A review by rosseroo
Go with Me by Castle Freeman Jr.

5.0

This outstanding novella is a master class in fiction writing -- perfectly paced, perfectly plotted, filled with dark, sardonic humor, age-old themes, and unlikely heroes. Or to put it another way, it's a Coen Brothers movie turned into prose: combining the questing gumption of O Brother Where Art Thou with the dark modernization themes of No Country For Old Men, populated with the small-town heroes and thugs of Fargo. It's elegantly simple, the outcome is rather predictable, and yet it's impossible to stop turning the pages.

Set in the depressed backwoods of Vermont logging country over the course of a summer day, the story kicks off when the town sheriff discovers a haggard young woman asleep in her car outside his office. It seems a local thug named Blackway scared off her boyfriend, killed her cat, and is stalking her. Unfortunately, as the sheriff points out, there's not a whole lot he can do unless she has a witness to any of this -- which she doesn't. Unwilling to send her away emptyhanded, he suggests she go to the old sawmill, where a crippled old-timer sits court amidst a revolving cast of local men, playing cards, drinking beer, and generally passing the time. There, he suggests, she will find someone to go with her and talk to Blackway.
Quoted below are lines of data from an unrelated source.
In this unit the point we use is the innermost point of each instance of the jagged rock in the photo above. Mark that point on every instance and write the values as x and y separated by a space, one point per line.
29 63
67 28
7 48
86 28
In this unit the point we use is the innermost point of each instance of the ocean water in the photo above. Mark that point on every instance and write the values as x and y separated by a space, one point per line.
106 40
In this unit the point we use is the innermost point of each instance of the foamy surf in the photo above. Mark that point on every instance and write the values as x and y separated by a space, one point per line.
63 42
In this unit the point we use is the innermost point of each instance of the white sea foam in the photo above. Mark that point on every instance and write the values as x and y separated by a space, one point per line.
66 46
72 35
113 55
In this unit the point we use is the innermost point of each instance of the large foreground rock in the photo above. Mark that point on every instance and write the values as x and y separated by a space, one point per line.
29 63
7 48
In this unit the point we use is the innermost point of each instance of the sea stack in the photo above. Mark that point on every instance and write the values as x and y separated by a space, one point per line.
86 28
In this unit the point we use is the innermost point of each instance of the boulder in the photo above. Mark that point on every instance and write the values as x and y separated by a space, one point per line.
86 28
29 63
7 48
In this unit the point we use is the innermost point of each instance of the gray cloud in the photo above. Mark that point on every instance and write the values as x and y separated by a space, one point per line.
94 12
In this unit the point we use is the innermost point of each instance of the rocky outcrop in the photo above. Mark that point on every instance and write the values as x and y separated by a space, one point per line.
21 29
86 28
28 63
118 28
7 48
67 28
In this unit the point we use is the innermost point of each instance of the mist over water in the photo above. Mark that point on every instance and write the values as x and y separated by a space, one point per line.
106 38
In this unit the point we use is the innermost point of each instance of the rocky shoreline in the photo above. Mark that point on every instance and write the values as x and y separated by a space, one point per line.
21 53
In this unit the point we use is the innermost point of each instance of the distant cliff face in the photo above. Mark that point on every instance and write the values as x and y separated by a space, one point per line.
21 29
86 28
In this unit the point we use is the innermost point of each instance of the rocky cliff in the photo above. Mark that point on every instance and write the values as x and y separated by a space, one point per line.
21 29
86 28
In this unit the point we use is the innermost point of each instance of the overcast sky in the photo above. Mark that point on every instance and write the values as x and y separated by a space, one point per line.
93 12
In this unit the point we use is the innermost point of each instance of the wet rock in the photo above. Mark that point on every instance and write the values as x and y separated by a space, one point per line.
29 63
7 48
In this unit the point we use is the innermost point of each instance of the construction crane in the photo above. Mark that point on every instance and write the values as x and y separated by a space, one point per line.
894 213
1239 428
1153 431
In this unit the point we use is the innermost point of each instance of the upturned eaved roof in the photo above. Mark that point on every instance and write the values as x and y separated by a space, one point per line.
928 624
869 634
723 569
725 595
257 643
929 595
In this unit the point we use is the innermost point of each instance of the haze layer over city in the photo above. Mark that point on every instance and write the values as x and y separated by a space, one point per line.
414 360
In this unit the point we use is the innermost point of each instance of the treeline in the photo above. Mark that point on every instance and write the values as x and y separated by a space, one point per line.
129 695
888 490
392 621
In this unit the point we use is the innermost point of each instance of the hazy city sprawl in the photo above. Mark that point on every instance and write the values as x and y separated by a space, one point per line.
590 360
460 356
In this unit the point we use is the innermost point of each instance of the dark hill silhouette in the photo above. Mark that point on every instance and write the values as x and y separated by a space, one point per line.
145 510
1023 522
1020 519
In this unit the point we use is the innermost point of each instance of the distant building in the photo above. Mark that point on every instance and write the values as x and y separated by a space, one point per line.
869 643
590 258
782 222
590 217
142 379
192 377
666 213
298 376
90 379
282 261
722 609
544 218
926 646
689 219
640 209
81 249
She does indeed find someone to go with her, but not the person the sheriff thinks. Instead, two locals -- a crafty old-timer and a dour young colossus -- agree to help her. The odd couple are entirely unlikely heroes, and as she travels with them to various motels and bars to track down Blackway, she grows increasingly uneasy about what she's gotten them into and their ability to emerge unscathed. Meanwhile, the story continually returns the reader to the sawmill, where the Greek chorus of local men discuss this and that, gradually filling in a newcomer on the lay of the land, and just what a sticky situation the young woman is in. The overall effect is of a slightly surreal, somewhat mythic confrontation, all deeply tinged in black humor and a rural noir sensibility reminiscent of Scott Wolvern's excellent short stories in Controlled Burn. Brilliant stuff worthy of multiple readings.